Dica de Filme ("A Sociedade da Neve")

 Dica de Filme


Título: A Sociedade da Neve
Ano de lançamento: 2023
Direção: J. A. Bayona


No limite da sobrevivência, o que nos faz humanos? 

Há quem diga que situações extremas mostram quem de fato somos. Seria na ânsia de sobreviver a algo totalmente fora do seu controle, que o seu nível de humanidade seria "testado", digamos assim.  O que dizer, então, de uma situação onde, após um acidente aéreo no meio dos Andes chilenos, uma das únicas formas de continuar vivo, entre outras coisas, seria consumir carne humana? 

Pois, foi isso o que aconteceu de verdade com um grupo de pessoas em 1972, e cujo fato já gerou alguns filmes, reportagens, livros, etc. Uma das mais recentes adaptações dessa história impactante é o ótimo "A Sociedade da Neve", disponível na Netflix. 

E, um dos grandes méritos do filme, de início, é nós ambientar ao dia a dia de alguns personagens que serão centrais nessa história. Mesmo que conheçamos o desenrolar dos fatos, e o desfecho dela, é muito bom acompanhar os momentos mais íntimos de algumas pessoas antes da tragédia acontecer, o que, certamente, ajuda a nos conectarmos aos sobreviventes do acidente que viria a acontecer. 




Quando o acidente ocorre, o tempo passa, alguns morrem, e a comida vai rateando, o drama vai ficando mais e mais pesado, e quase nunca apelativo ou manipulativo (com exceção de uma ou outra cena, mas, pouco para desmerecer a força dramática e genuína que a obra transmite). 

Um dos pontos interessantes é que os sobreviventes tomam aqui as decisões mais certas, ou, pelo menos, mais coerentes para resistirem. O problema é que a natureza é implacável e o local onde caíram era muito desfavorável. Sempre que executavam algum plano para melhorar sua condição naquele ambiente hostil, algo a mais acontecia, o que aumentava ainda mais o sofrimento. 

É quando chega o ponto crucial da história, que é quando decidem se alimentar dos mortos para contínuarem vivos.
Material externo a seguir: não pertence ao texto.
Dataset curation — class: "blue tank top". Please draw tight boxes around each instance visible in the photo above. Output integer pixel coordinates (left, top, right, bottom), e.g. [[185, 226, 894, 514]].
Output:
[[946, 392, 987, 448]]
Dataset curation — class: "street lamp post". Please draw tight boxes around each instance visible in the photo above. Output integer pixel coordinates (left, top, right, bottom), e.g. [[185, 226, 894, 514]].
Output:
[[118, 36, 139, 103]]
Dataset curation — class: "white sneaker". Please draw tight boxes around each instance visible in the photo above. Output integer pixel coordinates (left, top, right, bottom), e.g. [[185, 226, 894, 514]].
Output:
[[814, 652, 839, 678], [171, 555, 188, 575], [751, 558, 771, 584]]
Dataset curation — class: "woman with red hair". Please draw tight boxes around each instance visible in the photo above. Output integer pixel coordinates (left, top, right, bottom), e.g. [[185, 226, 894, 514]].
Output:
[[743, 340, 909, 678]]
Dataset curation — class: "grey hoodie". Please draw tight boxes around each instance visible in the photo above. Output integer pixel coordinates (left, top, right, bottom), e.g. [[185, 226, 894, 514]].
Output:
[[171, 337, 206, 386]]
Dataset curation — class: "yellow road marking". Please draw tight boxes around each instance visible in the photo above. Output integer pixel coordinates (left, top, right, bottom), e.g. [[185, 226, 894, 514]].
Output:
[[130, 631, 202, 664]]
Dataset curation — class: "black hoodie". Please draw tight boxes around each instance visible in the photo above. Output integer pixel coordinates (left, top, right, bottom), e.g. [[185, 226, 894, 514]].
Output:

O filme, felizmente, não apela para o sadismo em cenas gráficas, mas, dado o desenvolvimento que tinha sido feito dos personagens até então, sentimos com mais pesar essa decisão, ainda mais depois de uma avalanche que deixa todos ainda mais confinados. 




Mesmo que o filme tenha algumas narrações em off, que em geral são recursos baratos e preguiçosos, aqui, elas têm um componente a mais, primeiro por conta do destino que o narrador terá, e segundo porque elas não se limitam a expôr o que estamos vendo. É muito duro ouvir que "enquanto estávamos lá fora, eram poupados de saber quem um de nossos voluntários cortava a carne para comermos, mas, presos aqui em baixo depois da avalanche, não podemos fugir desse sentimento, e somos obrigados a saber quem estamos devorando".

"A Sociedade da Neve", de fato, tem esse tom bastante carregado, que leva a questionarmos os limites que estamos dispostos a transpor pela sobrevivência, como muito bem mostrado também no filme "127 Horas", de Danny Boyle. E, são esses os dilemas que vemos em boa parte da produção chilena, onde até mesmo o componente religioso é posto à prova: "Seria isso o que estamos fazendo pecado?" E, detalhe: ao mesmo tempo, é a fé que move muitos ali, mas, sem ser nada forçado ao espectador. No final, é bonito e triste também. 

Após ter dirigido o medíocre "Jurassic World: Reino Ameaçado", Boyana prova que é um grande diretor, e não merece ser tolhido pelos executivos de uma grande franquia. Em "A Sociedade da Neve", ele mostra muito controle em cada situação, com causas e consequências bem definidas, e a contrução de um turbilhão de sentimentos através de diversas situações, ora transmitindo desesperança, ora medo, ora força de vontade para superar a natureza. Muito ajuda os atores, todos muito bons, sem ter um que se destaque de fato.



Mesmo baseado em fatos mais ou menos conhecidos, onde, de alguma forma, já sabemos o desenrolar de alguns pontos, e o seu desfecho, "A Sociedade da Neve" consegue prender bastante a atenção, não porque se concentra no acidente em si, ou na decisão dos sobreviventes de consumirem carne humana, e sim, por apresentar uma história muito crível de sobrevivência, que se desenrola mais com as relações íntimas de amizade e companheirismo entre os personagens do que focar única e exclusivamente na tragédia como algo sensacionalista. 

A questão que fica, então, é: o que sobra de humanidade após sobrevivermos?